On top of her regular salary, Rollins often would receive bonuses of $1,000 a month. Then business started slowing down in August 2006. By Christmas, Rollins was seriously concerned. Few loans were coming across her desk, and the company had initiated several rounds of layoffs, leaving only a few key personnel.
In March, the vice president called the remaining employees into a conference room and announced that the mortgage company, which at its height had processed hundreds of millions of dollars in loans, was shutting down.
Rollins, 53, had worked in the banking and mortgage industry for decades, and received a few job offers from former colleagues working in other offices. But she declined.

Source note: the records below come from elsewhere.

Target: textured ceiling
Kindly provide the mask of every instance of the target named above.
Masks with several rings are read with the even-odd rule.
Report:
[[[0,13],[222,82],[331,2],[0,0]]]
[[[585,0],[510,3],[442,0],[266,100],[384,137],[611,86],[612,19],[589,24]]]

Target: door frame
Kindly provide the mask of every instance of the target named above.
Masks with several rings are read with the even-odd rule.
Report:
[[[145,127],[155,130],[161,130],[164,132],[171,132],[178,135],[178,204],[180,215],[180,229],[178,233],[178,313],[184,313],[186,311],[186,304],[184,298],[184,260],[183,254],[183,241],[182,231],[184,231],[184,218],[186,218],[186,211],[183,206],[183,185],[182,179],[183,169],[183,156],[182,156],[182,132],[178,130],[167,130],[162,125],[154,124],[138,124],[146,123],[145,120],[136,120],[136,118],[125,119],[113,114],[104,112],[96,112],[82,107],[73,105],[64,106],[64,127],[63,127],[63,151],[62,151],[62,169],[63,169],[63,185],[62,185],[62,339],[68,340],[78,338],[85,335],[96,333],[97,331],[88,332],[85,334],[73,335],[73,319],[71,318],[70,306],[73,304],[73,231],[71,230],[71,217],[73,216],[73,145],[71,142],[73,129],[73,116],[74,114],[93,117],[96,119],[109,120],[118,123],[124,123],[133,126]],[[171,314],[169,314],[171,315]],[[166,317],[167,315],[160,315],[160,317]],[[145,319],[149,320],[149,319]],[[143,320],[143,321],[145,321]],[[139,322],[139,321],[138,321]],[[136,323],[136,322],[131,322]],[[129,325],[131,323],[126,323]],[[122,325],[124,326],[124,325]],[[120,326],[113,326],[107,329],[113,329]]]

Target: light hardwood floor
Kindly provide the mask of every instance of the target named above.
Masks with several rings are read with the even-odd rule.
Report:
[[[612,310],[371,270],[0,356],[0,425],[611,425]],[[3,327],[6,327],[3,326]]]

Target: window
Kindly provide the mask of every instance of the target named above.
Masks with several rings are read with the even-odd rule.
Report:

"I didn't want to go back to mortgage. At this age, you want stability," Rollins said. She is enrolled in a three-month computer training program at Community Business College in Modesto, which is funded by the state to offer free tuition to people who are unemployed.
She has an accounting degree and hopes that updating her computer skills will help her land a job at a hospital or with the government -- someplace where she knows she can stay until she retires.
"I want to stay in one place," Rollins said. "I don't want to risk being laid off again."